Prosecutors on Monday showed jurors video of a white Chicago police officer opening fire on Laquan McDonald, dramatically recounting the 16 shots fired into the black teenager and calling the 2014 shooting "completely unnecessary."

Jurors saw video of the shooting three times during the first day of Jason Van Dyke's murder trial, including during the prosecution's opening statement. The recordings show the officer shooting McDonald on Oct. 20, 2014, as the 17-year-old, carrying a small knife in one hand, walks away from officers.

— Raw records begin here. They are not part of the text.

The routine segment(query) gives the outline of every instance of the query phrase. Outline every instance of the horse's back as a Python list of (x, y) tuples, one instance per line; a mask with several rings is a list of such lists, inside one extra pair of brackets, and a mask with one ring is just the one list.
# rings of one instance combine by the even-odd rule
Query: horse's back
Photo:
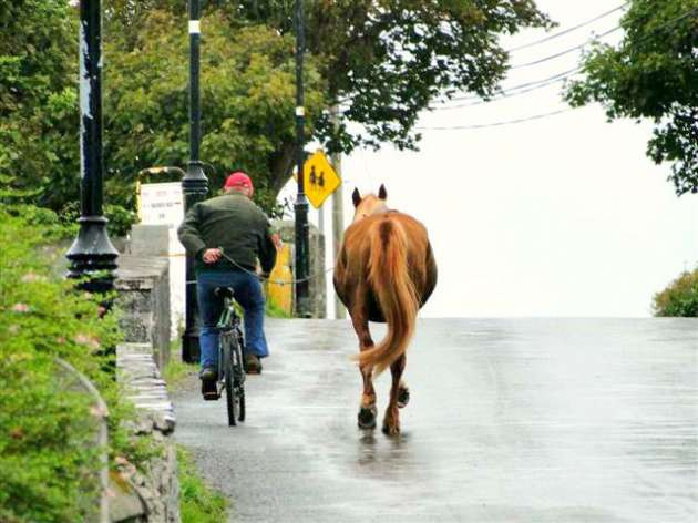
[[(335, 290), (341, 301), (351, 309), (353, 297), (359, 285), (368, 285), (366, 293), (369, 319), (384, 322), (382, 311), (368, 278), (368, 266), (371, 257), (372, 235), (379, 235), (381, 227), (390, 224), (399, 227), (407, 239), (407, 264), (410, 279), (414, 285), (420, 308), (427, 302), (437, 285), (437, 264), (433, 257), (429, 236), (424, 225), (412, 216), (391, 211), (368, 216), (347, 228), (342, 247), (335, 269)], [(384, 244), (384, 243), (383, 243)], [(384, 246), (384, 245), (383, 245)]]

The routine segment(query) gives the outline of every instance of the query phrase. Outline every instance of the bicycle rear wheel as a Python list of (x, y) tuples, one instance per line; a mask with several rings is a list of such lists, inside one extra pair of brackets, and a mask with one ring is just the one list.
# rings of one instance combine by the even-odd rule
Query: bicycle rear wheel
[(228, 410), (228, 425), (235, 427), (237, 424), (239, 401), (237, 398), (237, 388), (235, 387), (234, 379), (234, 365), (233, 358), (235, 358), (236, 350), (235, 340), (230, 336), (226, 336), (223, 345), (223, 372), (225, 375), (225, 402)]
[(234, 349), (234, 370), (233, 376), (235, 377), (235, 398), (237, 399), (237, 420), (245, 421), (245, 368), (243, 366), (243, 349), (239, 342), (233, 342)]

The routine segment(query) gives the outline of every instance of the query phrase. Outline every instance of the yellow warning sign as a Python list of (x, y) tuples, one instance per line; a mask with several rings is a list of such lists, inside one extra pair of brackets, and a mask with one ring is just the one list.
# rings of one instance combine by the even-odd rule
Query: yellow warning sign
[(320, 208), (327, 197), (341, 184), (341, 180), (320, 150), (306, 160), (302, 178), (306, 196), (315, 208)]

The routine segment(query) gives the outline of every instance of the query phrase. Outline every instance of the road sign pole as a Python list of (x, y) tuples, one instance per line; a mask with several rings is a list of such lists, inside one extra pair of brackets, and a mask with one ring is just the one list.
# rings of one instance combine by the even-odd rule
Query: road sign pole
[(308, 201), (304, 183), (305, 107), (302, 92), (302, 55), (305, 51), (302, 0), (296, 0), (296, 155), (298, 194), (296, 196), (296, 315), (310, 316), (308, 285)]
[[(335, 129), (339, 125), (339, 107), (332, 105), (330, 111), (332, 117), (332, 124)], [(341, 153), (332, 153), (332, 166), (337, 176), (341, 178)], [(343, 202), (342, 184), (340, 183), (335, 193), (332, 194), (332, 253), (333, 262), (337, 264), (337, 253), (339, 253), (339, 246), (341, 245), (342, 236), (345, 234), (345, 202)], [(347, 317), (347, 309), (339, 299), (337, 293), (335, 293), (335, 318), (343, 319)]]

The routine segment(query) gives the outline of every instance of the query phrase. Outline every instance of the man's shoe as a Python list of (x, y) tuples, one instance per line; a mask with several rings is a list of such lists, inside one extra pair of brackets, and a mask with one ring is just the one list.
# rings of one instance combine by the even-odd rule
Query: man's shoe
[(218, 371), (213, 367), (204, 367), (198, 373), (202, 381), (216, 381), (218, 378)]
[(252, 352), (247, 352), (245, 355), (245, 372), (248, 375), (260, 375), (261, 373), (261, 361), (257, 355)]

The video's release about a year after the shooting sparked large protests, the ouster of the police superintendent and demands for police reform.

"He shot him ... not once, not twice, but three, four, five, six seven, eight — he's only half way done — nine, 10, 11, 12, 13, 14, 15, 16 times in total," special prosecutor Joseph McMahon told jurors, rapping his knuckles on a lectern each time he said a number.

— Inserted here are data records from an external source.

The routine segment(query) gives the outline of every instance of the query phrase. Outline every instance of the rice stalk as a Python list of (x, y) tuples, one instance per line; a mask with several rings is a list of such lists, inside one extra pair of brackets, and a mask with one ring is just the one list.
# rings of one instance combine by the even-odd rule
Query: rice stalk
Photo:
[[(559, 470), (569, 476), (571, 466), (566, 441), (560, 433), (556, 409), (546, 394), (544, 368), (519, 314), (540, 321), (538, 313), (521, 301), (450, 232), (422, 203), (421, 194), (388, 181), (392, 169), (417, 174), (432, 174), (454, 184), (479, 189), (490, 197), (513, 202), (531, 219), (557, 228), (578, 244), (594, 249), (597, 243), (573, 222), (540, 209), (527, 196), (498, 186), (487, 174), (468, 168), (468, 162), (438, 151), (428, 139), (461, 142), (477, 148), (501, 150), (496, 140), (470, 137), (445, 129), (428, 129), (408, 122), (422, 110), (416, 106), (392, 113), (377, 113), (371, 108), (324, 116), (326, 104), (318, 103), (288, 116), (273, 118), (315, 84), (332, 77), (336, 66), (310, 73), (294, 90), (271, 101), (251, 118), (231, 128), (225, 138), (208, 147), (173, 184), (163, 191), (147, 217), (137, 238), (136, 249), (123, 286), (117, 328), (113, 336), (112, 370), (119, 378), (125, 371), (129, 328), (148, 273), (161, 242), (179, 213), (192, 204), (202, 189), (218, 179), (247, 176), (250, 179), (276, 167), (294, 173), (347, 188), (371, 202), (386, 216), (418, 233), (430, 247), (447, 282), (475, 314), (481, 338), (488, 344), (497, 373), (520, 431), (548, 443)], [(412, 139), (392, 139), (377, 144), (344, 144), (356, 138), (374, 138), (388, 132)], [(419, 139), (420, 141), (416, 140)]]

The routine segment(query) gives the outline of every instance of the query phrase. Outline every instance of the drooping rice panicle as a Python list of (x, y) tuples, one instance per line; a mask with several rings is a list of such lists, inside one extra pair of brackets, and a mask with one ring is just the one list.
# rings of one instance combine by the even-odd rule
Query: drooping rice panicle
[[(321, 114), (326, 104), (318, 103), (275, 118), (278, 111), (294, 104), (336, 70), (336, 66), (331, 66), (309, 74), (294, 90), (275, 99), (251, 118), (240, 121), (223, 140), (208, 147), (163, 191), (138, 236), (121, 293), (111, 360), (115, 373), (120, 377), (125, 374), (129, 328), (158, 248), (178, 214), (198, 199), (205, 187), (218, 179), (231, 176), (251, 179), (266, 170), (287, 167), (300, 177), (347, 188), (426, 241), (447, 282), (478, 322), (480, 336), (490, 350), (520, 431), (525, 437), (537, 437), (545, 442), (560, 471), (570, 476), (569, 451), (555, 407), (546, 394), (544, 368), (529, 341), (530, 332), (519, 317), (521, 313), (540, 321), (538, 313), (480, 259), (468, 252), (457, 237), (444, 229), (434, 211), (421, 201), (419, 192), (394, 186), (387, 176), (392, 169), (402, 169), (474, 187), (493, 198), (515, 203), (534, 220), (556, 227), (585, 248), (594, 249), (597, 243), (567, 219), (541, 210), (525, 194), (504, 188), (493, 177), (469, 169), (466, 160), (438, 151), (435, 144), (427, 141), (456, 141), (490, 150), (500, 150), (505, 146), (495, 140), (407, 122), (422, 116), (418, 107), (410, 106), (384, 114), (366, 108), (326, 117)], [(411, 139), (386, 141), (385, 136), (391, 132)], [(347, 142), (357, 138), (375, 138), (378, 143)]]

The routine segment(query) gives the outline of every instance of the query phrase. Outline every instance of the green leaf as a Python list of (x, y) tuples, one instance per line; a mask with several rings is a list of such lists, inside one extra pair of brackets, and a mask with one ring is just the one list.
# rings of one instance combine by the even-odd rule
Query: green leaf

"Not a single shot was necessary or justified," he said at another point in his opening statement.

But defence attorney Daniel Herbert argued that Van Dyke "is not a murderer. ... He is a scared police officer who was fearful for his life and the life of others and acted as he was trained to do."

Herbert also argued that the number of shots fired was irrelevant: "They didn't charge him with shooting too many times. They charged him with first-degree murder."

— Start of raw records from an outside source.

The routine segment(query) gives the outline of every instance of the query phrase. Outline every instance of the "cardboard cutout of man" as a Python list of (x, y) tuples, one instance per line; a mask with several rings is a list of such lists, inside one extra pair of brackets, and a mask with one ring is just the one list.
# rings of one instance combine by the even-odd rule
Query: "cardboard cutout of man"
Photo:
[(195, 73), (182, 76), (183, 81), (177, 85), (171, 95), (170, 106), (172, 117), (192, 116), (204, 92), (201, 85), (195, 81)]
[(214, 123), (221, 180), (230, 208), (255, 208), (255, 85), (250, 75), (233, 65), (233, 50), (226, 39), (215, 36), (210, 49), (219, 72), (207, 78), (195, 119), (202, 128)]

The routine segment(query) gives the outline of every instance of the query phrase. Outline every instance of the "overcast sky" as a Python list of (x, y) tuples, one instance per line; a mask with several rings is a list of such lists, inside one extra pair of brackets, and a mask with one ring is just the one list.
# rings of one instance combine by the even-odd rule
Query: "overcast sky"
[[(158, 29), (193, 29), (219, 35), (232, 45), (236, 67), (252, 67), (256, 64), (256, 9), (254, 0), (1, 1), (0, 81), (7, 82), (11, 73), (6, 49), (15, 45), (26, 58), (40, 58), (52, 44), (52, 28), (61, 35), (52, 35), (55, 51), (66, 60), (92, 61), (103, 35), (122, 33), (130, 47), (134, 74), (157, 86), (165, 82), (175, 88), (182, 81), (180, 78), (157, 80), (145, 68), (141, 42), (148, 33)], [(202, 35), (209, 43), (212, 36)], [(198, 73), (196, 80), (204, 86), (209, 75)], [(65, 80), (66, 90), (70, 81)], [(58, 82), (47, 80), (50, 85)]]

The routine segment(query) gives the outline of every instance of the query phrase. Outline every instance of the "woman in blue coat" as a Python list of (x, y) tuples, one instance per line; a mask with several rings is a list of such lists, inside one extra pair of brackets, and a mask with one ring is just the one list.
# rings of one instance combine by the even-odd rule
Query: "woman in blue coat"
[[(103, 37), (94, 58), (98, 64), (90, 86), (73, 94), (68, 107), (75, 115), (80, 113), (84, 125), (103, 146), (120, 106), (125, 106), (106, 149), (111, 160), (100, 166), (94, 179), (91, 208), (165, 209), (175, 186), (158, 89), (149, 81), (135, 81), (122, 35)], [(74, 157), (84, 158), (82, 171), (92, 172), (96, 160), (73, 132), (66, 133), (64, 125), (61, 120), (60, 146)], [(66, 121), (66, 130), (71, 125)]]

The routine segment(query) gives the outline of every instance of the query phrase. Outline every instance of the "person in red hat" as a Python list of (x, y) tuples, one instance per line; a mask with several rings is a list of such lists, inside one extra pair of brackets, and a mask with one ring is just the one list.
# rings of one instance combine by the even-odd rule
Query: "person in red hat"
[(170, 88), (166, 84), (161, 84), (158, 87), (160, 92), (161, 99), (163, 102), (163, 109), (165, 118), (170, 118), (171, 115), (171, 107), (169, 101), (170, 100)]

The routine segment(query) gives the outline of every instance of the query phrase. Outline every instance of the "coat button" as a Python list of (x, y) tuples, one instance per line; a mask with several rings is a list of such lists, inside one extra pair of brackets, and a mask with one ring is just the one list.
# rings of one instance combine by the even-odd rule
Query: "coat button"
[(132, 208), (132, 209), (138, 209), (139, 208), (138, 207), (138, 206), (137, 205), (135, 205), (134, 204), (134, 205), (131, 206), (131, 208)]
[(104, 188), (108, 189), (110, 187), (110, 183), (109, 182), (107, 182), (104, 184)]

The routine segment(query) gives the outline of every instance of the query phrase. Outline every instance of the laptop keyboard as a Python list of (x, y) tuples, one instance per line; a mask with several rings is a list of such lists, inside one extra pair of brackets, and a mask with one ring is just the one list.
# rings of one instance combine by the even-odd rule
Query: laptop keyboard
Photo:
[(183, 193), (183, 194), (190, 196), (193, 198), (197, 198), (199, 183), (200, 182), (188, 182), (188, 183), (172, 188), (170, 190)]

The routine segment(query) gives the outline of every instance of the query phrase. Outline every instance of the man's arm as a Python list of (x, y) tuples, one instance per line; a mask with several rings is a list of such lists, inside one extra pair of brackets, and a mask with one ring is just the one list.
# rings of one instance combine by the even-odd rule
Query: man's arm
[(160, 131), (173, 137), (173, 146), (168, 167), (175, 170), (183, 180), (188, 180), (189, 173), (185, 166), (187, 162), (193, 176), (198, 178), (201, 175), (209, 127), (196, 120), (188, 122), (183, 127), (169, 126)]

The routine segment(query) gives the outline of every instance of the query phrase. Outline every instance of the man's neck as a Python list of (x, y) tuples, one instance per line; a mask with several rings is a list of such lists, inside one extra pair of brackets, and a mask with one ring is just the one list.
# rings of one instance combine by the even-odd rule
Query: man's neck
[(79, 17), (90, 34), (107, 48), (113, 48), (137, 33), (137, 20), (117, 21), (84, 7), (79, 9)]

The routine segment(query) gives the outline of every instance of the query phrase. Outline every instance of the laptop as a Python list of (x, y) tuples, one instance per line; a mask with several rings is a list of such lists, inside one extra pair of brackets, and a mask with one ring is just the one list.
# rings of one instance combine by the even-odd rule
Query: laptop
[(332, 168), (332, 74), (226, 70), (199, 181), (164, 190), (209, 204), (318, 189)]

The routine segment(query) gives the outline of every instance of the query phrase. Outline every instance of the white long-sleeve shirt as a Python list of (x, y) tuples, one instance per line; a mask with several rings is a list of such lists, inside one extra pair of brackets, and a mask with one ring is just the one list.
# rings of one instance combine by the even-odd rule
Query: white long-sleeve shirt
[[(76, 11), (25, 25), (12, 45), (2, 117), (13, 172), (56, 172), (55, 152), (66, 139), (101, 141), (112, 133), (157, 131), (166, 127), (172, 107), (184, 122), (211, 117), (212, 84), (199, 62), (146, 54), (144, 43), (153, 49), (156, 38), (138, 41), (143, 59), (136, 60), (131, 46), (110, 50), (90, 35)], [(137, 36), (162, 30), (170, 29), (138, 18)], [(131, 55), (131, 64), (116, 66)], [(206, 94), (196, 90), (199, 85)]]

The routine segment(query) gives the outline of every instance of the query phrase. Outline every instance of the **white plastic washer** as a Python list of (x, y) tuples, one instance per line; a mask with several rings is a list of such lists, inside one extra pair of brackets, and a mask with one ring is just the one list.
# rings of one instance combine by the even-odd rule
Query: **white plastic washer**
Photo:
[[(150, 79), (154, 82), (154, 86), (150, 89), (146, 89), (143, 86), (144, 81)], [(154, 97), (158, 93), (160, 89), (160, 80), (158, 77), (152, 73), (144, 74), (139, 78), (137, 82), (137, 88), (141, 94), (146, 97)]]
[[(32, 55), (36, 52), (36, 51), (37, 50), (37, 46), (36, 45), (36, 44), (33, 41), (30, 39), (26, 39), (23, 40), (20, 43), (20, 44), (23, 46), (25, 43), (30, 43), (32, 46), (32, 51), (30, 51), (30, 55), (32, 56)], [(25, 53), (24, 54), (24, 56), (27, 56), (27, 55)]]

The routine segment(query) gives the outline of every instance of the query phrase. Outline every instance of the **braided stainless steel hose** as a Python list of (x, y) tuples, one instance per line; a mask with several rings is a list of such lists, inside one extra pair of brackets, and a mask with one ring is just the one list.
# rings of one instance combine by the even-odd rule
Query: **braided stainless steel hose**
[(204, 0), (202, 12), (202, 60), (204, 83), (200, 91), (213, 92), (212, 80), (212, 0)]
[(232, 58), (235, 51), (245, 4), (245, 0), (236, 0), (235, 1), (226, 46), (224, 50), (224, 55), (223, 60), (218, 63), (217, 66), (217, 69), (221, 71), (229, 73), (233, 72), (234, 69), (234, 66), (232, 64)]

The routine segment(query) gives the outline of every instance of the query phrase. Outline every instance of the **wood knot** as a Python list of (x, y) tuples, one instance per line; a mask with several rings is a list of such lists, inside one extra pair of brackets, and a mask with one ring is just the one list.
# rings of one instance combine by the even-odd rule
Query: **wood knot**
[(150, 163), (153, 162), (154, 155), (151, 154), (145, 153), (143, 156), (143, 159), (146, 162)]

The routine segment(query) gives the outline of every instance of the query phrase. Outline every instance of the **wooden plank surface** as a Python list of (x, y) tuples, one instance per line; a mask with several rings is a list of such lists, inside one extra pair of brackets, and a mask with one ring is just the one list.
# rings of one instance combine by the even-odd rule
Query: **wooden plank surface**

Herbert painted a picture of McDonald as a crazed teenager who had attacked a truck driver and a squad car and had tried to get into two restaurants. He said McDonald had flicked his folding knife open when Van Dyke pulled up.

McDonald was "planning to attack" again, Herbert said. "He's not trying to escape."

He and McMahon both noted McDonald had the hallucinogenic drug PCP in his system.

But McMahon said Van Dyke didn't know that — or anything else about McDonald — when he opened fire just six seconds after getting out of his squad car.

"What he did see was a black boy walking down a street with a chain link fence with the audacity to ignore the police," McMahon said.